A new computational framework that utilizes confocal Raman spectroscopy allows 3D cell imaging with quantitative mapping of intracellular biomolecules. As Molly Stevens and co-workers report in Nature Communications, this framework provides unprecedented insight into cell biology as well as cell–material interactions in advanced biomaterials.

Understanding the behaviour of cells in culture systems is essential for developing biomaterials for tissue engineering that more closely mimic the in vivo microenvironment. The most common tool used to study 3D cell cultures is confocal fluorescence microscopy; this requires a fluorescent label and can only provide semi-quantitative information. Addressing the need to develop a complementary method that is both label-free and quantitative, the researchers turned to Raman spectroscopy. “In principle, every molecule has a unique Raman fingerprint that reflects how the atoms are vibrating,” explains Mads Bergholt, co-author of the study. “Therefore, we can use this technique to quantify molecules without labelling them. This is a huge advantage because labelling, in general, disrupts cellular processes.”

Raman imaging has previously been used to study the distribution of biomolecules and cell morphology. Stevens’ team has previously developed methods to improve the quantification and visualization of molecules in 2D, and in the present work, has extended this to the third dimension. “This was not a trivial task” says Charalambos Kallepitis, first author of the study. “Raman signals are inherently very weak when using high-resolution Raman microscopy and the amount of data becomes very large; conventional computational methods therefore become inefficient.” In a collaborative effort involving physicists, engineers and cell biologists, the team succeeded in overcoming these challenges by developing a new computational framework to process the Raman spectra. “We were able to identify very tiny components, such as lipid droplets, DNA and protein clusters. Hence, by using this technique we can better measure, visualize and quantify the individual cellular structures at the molecular level,” notes Kallepitis.

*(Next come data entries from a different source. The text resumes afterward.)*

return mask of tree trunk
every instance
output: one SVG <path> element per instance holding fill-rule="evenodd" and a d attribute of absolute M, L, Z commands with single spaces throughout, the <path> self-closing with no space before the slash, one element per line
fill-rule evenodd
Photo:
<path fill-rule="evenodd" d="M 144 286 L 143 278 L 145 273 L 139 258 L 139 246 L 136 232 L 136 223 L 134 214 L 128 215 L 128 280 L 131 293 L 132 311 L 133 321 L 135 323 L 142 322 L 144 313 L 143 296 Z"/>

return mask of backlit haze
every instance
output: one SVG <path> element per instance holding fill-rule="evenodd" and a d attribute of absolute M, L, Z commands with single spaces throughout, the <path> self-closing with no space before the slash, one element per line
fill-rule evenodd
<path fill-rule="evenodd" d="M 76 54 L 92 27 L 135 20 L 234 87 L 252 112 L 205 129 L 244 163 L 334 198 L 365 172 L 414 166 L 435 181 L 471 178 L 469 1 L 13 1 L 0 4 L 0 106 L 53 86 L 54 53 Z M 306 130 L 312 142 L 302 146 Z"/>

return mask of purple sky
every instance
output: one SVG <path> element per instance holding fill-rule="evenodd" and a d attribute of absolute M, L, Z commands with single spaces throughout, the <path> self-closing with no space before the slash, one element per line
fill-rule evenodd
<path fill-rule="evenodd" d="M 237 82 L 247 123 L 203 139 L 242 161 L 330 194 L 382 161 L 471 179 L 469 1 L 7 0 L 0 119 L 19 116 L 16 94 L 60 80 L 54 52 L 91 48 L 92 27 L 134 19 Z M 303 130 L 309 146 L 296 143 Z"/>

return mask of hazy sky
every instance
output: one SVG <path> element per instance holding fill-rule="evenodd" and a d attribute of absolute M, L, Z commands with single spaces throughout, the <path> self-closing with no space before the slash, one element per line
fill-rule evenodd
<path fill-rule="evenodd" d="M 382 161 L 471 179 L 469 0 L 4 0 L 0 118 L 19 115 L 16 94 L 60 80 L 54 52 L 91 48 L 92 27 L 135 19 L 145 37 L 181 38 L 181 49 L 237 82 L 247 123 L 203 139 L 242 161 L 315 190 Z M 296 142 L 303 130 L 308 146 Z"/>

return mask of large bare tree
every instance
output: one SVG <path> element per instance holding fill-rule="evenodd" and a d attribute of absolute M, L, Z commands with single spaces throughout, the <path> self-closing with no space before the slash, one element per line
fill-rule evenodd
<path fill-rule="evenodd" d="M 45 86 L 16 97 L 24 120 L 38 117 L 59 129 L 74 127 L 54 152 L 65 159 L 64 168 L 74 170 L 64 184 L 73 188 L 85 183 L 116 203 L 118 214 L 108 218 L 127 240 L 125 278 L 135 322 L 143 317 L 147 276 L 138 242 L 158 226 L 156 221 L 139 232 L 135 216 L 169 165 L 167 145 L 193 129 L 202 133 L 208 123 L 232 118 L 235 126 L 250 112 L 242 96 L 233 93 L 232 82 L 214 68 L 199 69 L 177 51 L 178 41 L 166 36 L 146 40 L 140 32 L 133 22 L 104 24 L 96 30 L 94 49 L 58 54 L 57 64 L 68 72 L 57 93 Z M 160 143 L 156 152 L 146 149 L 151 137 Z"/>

Using this technique we can better measure, visualize and quantify the individual cellular structures at the molecular level

The researchers used this method to image different cell types in both conventional cell cultures and 3D hydrogel biomaterials. In conventional cell culture, they demonstrated differences in the morphology and biochemical components of adult heart cells and heart cells derived from human-induced pluripotent stem cells — a level of detail that has not previously been accessible with label-free methods. They also demonstrated volumetric quantification of the different lipid subtypes that characterize the differentiation of monocytes to macrophages; this could be valuable, for example, in the study of diseases such as atherosclerosis, which is characterized by the transition of macrophages to foam cells.

Credit: L.Robinson/Macmillan Publishers Limited

In a polyethylene glycol hydrogel — a common artificial biomaterial — they used the signals from phospholipids (in the cell membrane) and from the polymer backbone of the hydrogel to discriminate stem cells from the matrix. In the ‘inert’ hydrogel, the stem cells retained a spherical shape and did not interact with the material. By contrast, when the hydrogel was made bioactive through peptide functionalization, cells became elongated and interacted with the material. Hence, this demonstrates the applicability of the method in probing the effect of biomaterials on cell behaviour.

The new quantitative volumetric Raman imaging technique has the potential to be used to investigate cell response and behaviour in stem cell research, cancer biology and drug discovery. “In the future, this will allow us to better characterize cell systems at the molecular level. Further, we are planning to correlate the imaging results that we find with various other complementary techniques used in cell biology,” concludes Stevens.